Una volta ufficializzata la graduatoria, i progetti che rientrano nel primo lotto di finanziamento hanno 240 giorni per presentare un progetto più dettagliato su cui poi potranno essere messi a gara, ottenuti i fondi, le opere da realizzare.

In questa prima tranche di progetti ammissibili e finanziabili ne rientrano ben due dei tre presentati dalla Città metropolitana di Torino: si tratta di “resiDenza-resiLIenza”, che raggruppa i comuni di Moncalieri (capofila), Nichelino, Chieri, Beinasco, Trofarello, La Loggia e Piobesi Torinese, unitamente all’Ente di gestione delle Aree protette del Po piemontese e  Atc del Piemonte Centrale, che si è piazzato 74esimo su 290 proposte complessive e "Ricami Urbani – ricucire l’abitare metropolitano che raggruppa i comuni di Collegno (capofila) , Grugliasco, Borgaro Torinese con il partenariato di Atc del Piemonte Centrale e Società Cooperativa Edilizia a proprietà indivisa Giuseppe Di Vittorio.

Il terzo, “UBIQuA – Uomo, biosfera, innovazione, qualità dell’abitare” che raggruppa i Comuni di Settimo Torinese (capofila), Venaria Reale, San Mauro Torinese e Foglizzo con il partenariato di Atc del Piemonte Centrale rientra nella seconda tranche di finanziamento. .

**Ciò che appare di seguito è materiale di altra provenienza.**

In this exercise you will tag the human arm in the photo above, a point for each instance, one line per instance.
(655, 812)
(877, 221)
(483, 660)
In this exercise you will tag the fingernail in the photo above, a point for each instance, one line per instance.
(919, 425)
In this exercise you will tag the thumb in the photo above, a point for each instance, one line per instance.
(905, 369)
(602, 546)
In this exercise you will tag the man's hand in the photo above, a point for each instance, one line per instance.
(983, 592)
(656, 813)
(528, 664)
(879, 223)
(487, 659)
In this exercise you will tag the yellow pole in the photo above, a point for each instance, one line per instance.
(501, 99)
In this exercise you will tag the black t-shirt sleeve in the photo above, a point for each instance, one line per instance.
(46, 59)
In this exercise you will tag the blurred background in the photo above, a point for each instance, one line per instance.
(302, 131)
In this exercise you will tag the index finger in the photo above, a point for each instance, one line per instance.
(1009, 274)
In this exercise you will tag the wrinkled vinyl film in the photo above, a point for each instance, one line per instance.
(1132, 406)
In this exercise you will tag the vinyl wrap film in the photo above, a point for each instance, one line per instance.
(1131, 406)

Le linee di indirizzo di PINQuA e il bando della Città metropolitana

Lo scorso dicembre la Città metropolitana di Torino aveva avviato, con la collaborazione della Fondazione per l'architettura - in virtù di un protocollo di intesa firmato nello stesso mese dal consigliere delegato allo sviluppo strategico Dimitri De Vita e l'Ordine degli architetti di Torino - una ricognizione di proposte progettuali, con le quali partecipare al programma PINQuA, per ridurre il disagio abitativo e insediativo, con particolare riferimento alle periferie e all'incremento della qualità della vita e che attribuissero all'edilizia residenziale sociale un ruolo prioritario.

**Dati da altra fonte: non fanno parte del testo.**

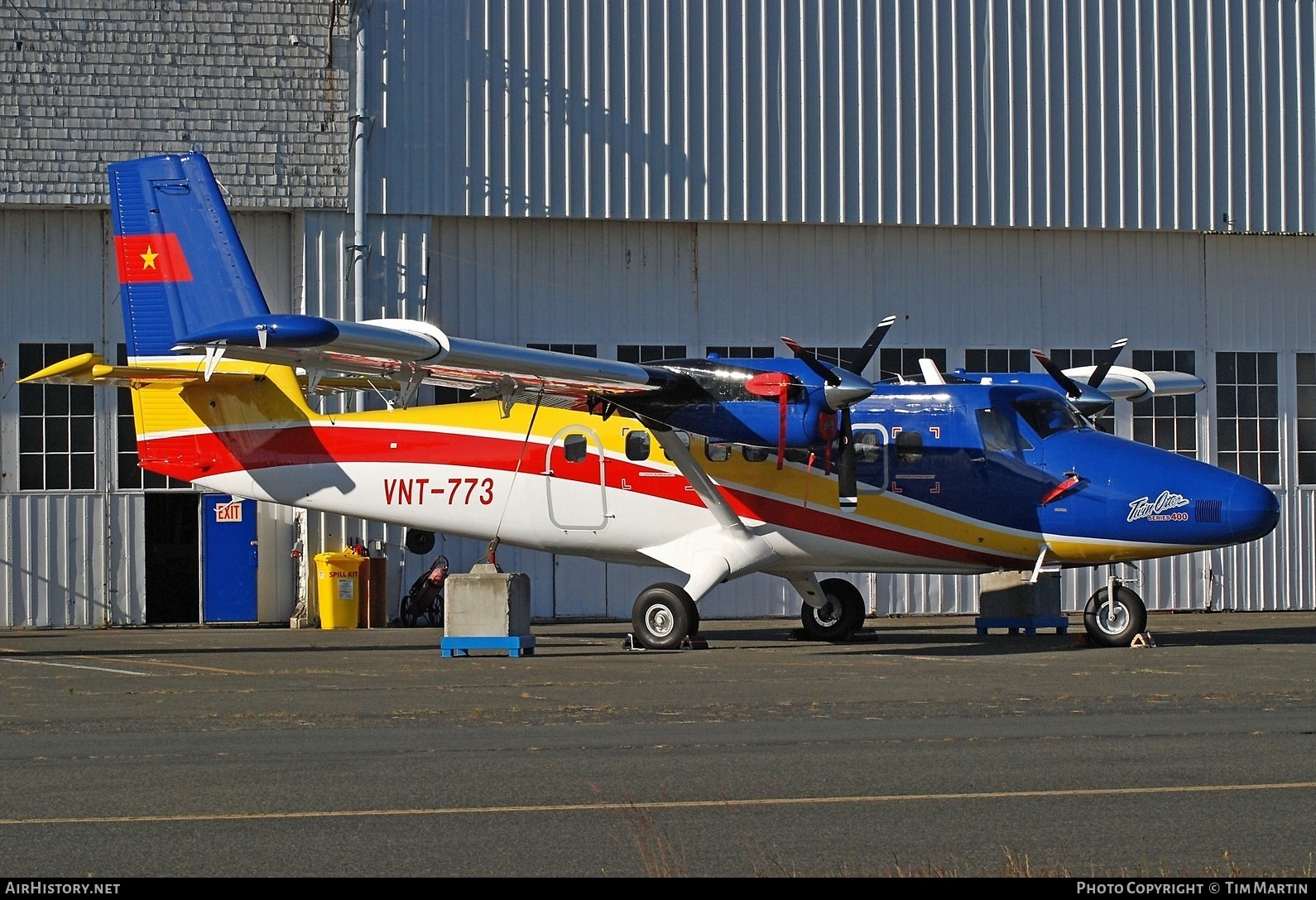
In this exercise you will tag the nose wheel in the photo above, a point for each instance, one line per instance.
(1115, 624)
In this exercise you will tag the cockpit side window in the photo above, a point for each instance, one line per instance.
(999, 433)
(1046, 416)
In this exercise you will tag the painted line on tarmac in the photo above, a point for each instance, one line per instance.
(200, 669)
(660, 804)
(95, 669)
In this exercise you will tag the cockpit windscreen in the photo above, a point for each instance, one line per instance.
(1048, 415)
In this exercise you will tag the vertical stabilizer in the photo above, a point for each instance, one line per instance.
(180, 263)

Il bando, in linea con il Programma PINQuA, prevedeva che ciascun ente locale potesse presentare idee progettuali, con un contributo massimo per ogni proposta ammessa di 15 milioni di euro. Il programma nazionale prevede che venga assicurato il finanziamento di almeno una proposta per regione. I temi attorno ai quali costruire le proposte progettuali erano :

- riqualificazione e riorganizzazione del patrimonio esistente;

- rifunzionalizzazione di aree, spazi e immobili pubblici e privati;

- miglioramento dell'accessibilità e della sicurezza dei luoghi urbani, dei servizi e infrastrutture;

- rigenerazione di aree e spazi già costruiti, soprattutto ad alta tensione abitativa;

- individuazione e utilizzo di modelli e strumenti innovativi di gestione, inclusione sociale e welfare urbano nonché di processi partecipativi, anche finalizzati all'autocostruzione.

La risposta territoriale era stata un successo, considerando anche la difficoltà per i Comuni di organizzarsi, oltre tutto in tempi di lockdown e di congenita mancanza di personale: parteciparono alla “call” della Città metropolitana di Torino 24 Comuni oltre all’Atc, (Agenzia territoriale per la casa del Piemonte centrale), per un totale di oltre 200 milioni di euro, proponendo progetti singoli o in forma aggregata, fra i quali vennero individuati i tre progetti che hanno poi partecipato al bando e hanno ottenuto l’ammissibilità.